Les porcs étaient désormais bien en chair et bien gras, nourris des herbes les plus aromatiques de la flore alpine. À cette époque, la baisse des températures offrait les meilleures conditions pour conserver la viande sans recourir à aucune technique moderne de réfrigération.
À l’époque, on ne prenait pas des morceaux isolés, mais la côte entière du porc. De la nuque à la poitrine en passant par l’épaule et le dos, jusqu’au ventre et au jambon, tout était utilisé – rien n’était gaspillé. Le flanc était frotté à la main avec du sel, de l’ail, du genièvre et d’autres herbes alpines. Et surtout : avec beaucoup de dévouement, de sensibilité et un savoir-faire transmis de génération en génération.


On suspendait ensuite la viande dans le grenier, dans l’étable ou sous l’auvent. Le vent frais, l’air sec des montagnes et le temps lui-même étaient les meilleurs maîtres de l’affinage. C’est ainsi que commençait un voyage qui n’était pas seulement d’ordre culinaire, mais aussi un voyage à travers le temps :
De la « coppa » de la nuque à la pancetta épicée de la poitrine, en passant par le roi du lard : le jambon affiné à l’air libre, aujourd’hui connu sous le nom de « Merafino Speck du Tyrol du Sud IGP ».

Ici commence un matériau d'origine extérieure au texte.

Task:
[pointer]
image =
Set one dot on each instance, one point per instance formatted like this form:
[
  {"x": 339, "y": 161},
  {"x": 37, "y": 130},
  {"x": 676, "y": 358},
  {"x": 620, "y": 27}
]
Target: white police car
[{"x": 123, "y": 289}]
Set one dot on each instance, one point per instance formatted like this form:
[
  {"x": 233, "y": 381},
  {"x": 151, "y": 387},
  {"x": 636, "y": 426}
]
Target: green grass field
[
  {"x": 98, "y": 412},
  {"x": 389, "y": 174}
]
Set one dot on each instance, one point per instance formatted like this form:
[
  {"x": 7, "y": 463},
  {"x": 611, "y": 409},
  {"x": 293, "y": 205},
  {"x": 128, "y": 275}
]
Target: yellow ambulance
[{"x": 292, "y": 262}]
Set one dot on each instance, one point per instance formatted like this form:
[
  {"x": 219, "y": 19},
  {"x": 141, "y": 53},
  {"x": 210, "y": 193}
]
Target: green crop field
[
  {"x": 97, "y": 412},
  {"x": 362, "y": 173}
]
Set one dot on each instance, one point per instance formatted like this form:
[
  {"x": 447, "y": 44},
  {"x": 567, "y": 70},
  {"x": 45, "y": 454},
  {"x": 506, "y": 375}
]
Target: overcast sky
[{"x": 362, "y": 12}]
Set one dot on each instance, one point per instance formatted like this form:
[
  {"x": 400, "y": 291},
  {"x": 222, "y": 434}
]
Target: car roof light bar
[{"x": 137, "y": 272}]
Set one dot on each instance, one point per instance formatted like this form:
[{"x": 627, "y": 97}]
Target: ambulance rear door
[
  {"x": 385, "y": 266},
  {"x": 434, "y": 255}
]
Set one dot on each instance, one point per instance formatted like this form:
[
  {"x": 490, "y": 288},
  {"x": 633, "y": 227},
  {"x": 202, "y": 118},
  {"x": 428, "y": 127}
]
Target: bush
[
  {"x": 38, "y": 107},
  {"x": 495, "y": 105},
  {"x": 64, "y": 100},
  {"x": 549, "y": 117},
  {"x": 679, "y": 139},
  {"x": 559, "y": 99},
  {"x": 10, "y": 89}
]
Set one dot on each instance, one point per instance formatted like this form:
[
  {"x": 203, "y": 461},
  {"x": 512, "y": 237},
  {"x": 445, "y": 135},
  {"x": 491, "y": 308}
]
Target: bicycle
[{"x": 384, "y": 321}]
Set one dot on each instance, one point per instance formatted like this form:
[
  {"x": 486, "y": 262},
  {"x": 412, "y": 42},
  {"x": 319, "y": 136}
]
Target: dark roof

Autrefois, on découpait un morceau supplémentaire semaine après semaine. Il s’agissait d’une transformation lente et réfléchie, respectant l’anatomie de l’animal et en harmonie avec les saisons. Au bout d’environ six mois, on obtenait le jambon proprement dit. Juste au moment où le printemps arrivait et où le lard avait atteint sa maturité parfaite.


Ces 22 semaines d’affinage ne sont donc pas le fruit du hasard. Elles constituent une tradition bien ancrée dans les montagnes. Elles reflètent ce que nos ancêtres savaient depuis longtemps : la véritable qualité ne s’acquiert pas en quelques jours, mais en plusieurs mois.
Non seulement ce lard a un goût tout à fait particulier, mais il raconte également l’histoire des montagnes, le rythme des saisons et le caractère des gens qui continuent aujourd’hui encore à le fabriquer avec fierté.